Emerge, dunque che gli enzimi per funzionare correttamente necessitano della presenza del selenio. La tiroide è il tessuto umano con la più alta concentrazione di selenio ed al suo interno la concentrazione di questo elemento può rimanere stabile anche per molto tempo indipendentemente dalla disponibilità nell'organismo e dal suo introito. Una conferma dello stretto legame tra tiroide e selenio è data dalla TIREOPEROSSIDASI (TPO), enzima chiave per la sintesi della tireoglobulina e degli ormoni tiroidei. Dalle reazioni chimiche necessarie per la sintesi degli ormoni tiroidei in cui interviene la tireoperossidasi, si generano radicali liberi che sarebbero pericolosi se non fosse attivo un sistema di difesa atto a proteggere la cellula tiroidea dal danno ossidativo.
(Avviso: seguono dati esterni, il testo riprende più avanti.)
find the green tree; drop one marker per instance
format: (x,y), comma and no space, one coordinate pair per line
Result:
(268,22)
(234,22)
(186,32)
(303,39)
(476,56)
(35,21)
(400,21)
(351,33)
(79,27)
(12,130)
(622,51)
Questo sistema di difesa intra-tiroideo è rappresentato, in gran parte, dall'enzima selenio dipendente glutatione-perossidasi, bassi livelli di selenio corrispondono ad un aumento dello stress ossidativo e dei danni a livello del tessuto tiroideo con conseguente riduzione di produzione di ormoni e conseguente ipotiroidismo. L'anamnesi che viene fatta ai pazienti dev'essere non solo un'anamnesi patologica, farmacologica, ma anche dietetica-alimentare, perché ciò che i pazienti mangiano o non mangiano può influenzare la salute e le patologie che i pazienti potrebbe presentare. È probabile che una carenza di selenio può innescare processi autoimmuni che spesso sono una causa dell'ipotiroidismo. La supplementazione di selenio può essere importante dato che la tiroidite cronica autoimmune è tra le patologie endocrine più frequenti di ipotiroidismo (50%-80% dei casi). Diversi studi hanno dimostrato che nelle tiroiditi autoimmuni la somministrazione di selenio può determinare un significativo calo del titolo anticorpale (anticorpi ANTI TPO) ed una stabilizzazione del quadro ormonale ed ecografico. La somministrazione di selenio, infine, potrebbe avere un ruolo positivo anche nel ridurre il coinvolgimento oculare (oftalmopatia basedowiana) nei pazienti affetti da MORBO DI GRAVES.